So what does this mean? It means that we can benefit from an occasional “Taking Stock” of our priorities and how we go about accomplishing them. In it’s simplest form, it can be reduced to a math problem. If we know what we want our outcome to be, we can then figure out our options of getting to that outcome. Taking Stock means getting off autopilot and not assuming that what you did last year or three years ago is still working for you.
After you Take Stock, you can begin to search for what might bring more love and peace into your life. The trick here is to avoid fear based planning, which often our inner voice encourages.
Counterpunch: A clever client of mine used the term “Counterpunch” in reference to talking back to their negative inner voice. I love this phrase as it attests to not just a gentle ignoring of your negative self talk, but an aggressive shutdown of the often negative (and unhelpful) inner monologue. A counterpunch example to the thought in my example above of fear based goal setting is: “I’m able to live with my current income, and I have plenty of time to research, network, and get support in finding a new job with an increased salary.” Training yourself to talk back to your negative inner voice takes practice, but once incorporated into your daily life shows quick results with respect to increased peace of mind, reduced anxiety, and an ability to think clearly and therefor increase productivity.
Stick to the facts: Don’t let your emotions cloud the facts. Example: “I’m so lazy, I barely workout, I don’t cook enough, and my house is a mess.” What are the facts? How are you actually spending your time? I bet it’s not sitting on the couch 24 hours a day. Are you working?

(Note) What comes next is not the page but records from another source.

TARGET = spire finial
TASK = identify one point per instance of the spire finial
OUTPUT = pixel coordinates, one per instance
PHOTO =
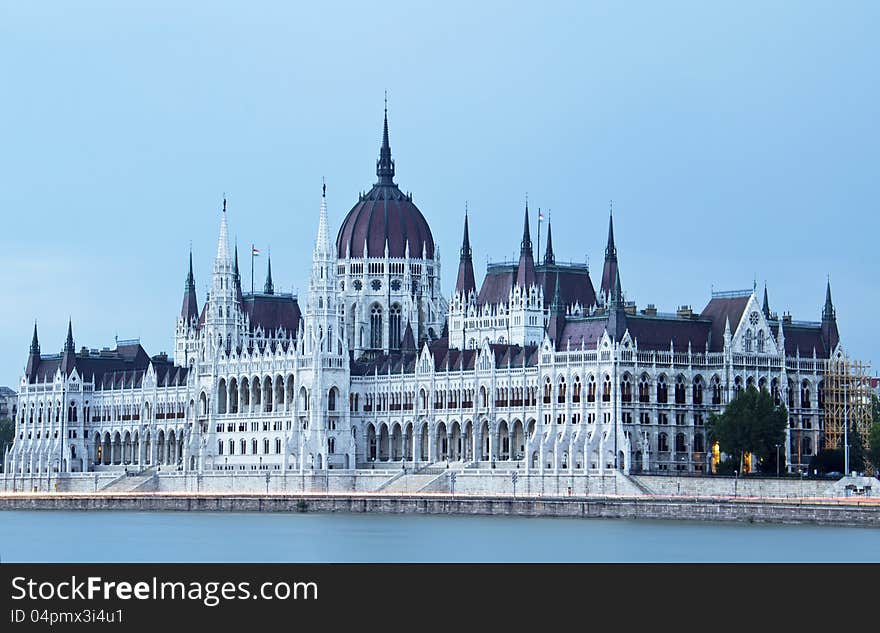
(526, 244)
(610, 248)
(68, 344)
(828, 310)
(35, 342)
(549, 257)
(385, 165)
(269, 288)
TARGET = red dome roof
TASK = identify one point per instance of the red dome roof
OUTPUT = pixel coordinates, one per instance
(385, 215)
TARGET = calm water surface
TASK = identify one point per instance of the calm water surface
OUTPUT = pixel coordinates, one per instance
(47, 536)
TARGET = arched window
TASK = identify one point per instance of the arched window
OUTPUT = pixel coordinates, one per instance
(680, 443)
(680, 390)
(805, 394)
(376, 327)
(662, 443)
(331, 399)
(808, 445)
(394, 324)
(644, 389)
(698, 390)
(662, 389)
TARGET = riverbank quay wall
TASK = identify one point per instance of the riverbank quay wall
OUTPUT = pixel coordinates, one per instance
(849, 512)
(488, 482)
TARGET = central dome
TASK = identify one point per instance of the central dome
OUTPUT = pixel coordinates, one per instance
(385, 215)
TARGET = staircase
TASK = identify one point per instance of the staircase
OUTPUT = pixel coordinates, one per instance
(141, 481)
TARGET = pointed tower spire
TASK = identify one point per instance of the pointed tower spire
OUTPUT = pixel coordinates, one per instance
(189, 309)
(68, 344)
(610, 271)
(830, 334)
(465, 283)
(610, 249)
(766, 307)
(238, 296)
(33, 355)
(828, 311)
(35, 342)
(549, 258)
(525, 274)
(269, 288)
(223, 240)
(385, 164)
(526, 244)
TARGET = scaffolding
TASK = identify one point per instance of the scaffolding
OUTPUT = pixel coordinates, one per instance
(846, 393)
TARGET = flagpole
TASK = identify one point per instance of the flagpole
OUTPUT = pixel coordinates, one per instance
(539, 236)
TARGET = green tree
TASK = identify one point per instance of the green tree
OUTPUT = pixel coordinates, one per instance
(750, 423)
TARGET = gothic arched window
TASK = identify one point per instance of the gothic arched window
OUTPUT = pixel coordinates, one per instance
(376, 327)
(394, 324)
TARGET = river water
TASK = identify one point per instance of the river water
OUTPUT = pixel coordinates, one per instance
(65, 536)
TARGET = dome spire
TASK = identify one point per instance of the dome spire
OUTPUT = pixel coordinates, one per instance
(385, 165)
(525, 274)
(549, 257)
(189, 309)
(465, 283)
(35, 342)
(269, 288)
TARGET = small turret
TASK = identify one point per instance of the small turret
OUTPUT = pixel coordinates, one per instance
(549, 258)
(465, 283)
(269, 287)
(525, 274)
(610, 271)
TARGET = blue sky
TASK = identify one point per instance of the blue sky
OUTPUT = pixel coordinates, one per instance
(739, 141)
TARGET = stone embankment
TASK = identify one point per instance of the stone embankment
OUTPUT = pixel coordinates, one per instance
(827, 511)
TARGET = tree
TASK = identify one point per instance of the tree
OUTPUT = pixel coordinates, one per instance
(750, 423)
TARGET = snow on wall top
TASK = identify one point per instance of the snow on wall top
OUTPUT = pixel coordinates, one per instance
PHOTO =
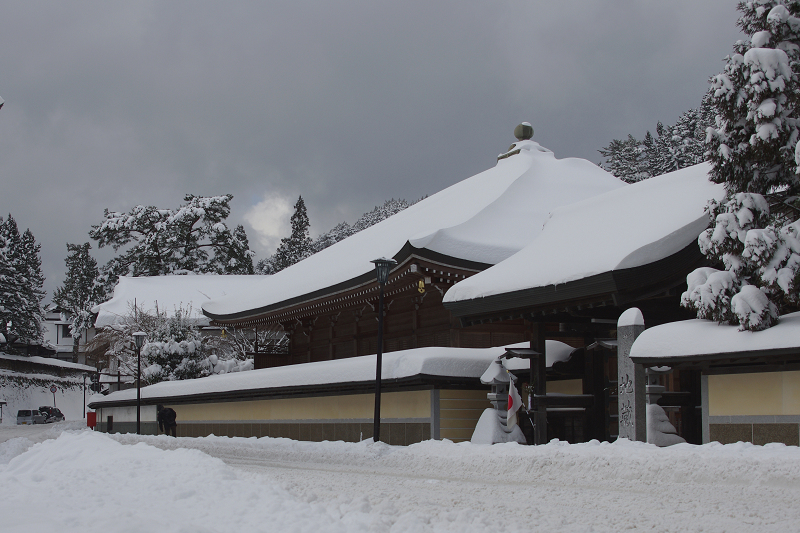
(47, 361)
(448, 362)
(485, 218)
(706, 337)
(169, 293)
(624, 228)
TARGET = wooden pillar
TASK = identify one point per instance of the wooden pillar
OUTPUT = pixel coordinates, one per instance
(539, 383)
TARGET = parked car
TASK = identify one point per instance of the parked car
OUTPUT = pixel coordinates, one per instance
(29, 416)
(51, 414)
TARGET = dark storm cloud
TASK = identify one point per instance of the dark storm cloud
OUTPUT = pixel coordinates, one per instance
(346, 103)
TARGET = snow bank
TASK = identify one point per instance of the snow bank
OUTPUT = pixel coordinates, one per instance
(169, 293)
(484, 218)
(624, 228)
(30, 391)
(153, 490)
(706, 337)
(431, 486)
(48, 361)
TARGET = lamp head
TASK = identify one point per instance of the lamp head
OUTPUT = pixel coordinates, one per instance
(139, 338)
(382, 268)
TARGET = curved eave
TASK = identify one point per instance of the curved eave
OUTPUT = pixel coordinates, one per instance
(420, 381)
(775, 356)
(363, 283)
(616, 287)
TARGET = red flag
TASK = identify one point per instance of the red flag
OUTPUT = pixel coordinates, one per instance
(514, 403)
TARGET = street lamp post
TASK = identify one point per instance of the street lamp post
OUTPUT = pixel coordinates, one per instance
(382, 268)
(138, 338)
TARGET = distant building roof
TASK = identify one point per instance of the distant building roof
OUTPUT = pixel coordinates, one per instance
(168, 293)
(699, 340)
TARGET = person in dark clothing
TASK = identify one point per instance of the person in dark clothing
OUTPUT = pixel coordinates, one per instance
(166, 421)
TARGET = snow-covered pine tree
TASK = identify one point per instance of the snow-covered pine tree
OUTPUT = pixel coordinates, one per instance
(21, 281)
(624, 159)
(754, 152)
(340, 232)
(296, 246)
(80, 292)
(191, 238)
(672, 148)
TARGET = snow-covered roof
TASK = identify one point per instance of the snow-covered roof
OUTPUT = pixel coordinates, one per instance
(432, 361)
(690, 338)
(47, 361)
(483, 219)
(623, 228)
(169, 293)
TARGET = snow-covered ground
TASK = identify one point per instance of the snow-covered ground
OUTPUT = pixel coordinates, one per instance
(86, 481)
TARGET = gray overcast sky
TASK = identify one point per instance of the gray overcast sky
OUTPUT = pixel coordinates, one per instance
(113, 104)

Do you have a family? Friends? Look at how you really are spending your time. What are the facts?
In short, fear can really get in our way, prevent us from experiencing gratitude, and in turn, stunt our ability to both appreciate our present moment as well as prevent us from living boldly. The great news, is that it doesn’t have to. We all deserve to live inspired lives and we all deserve to figure out what that looks like for us personally.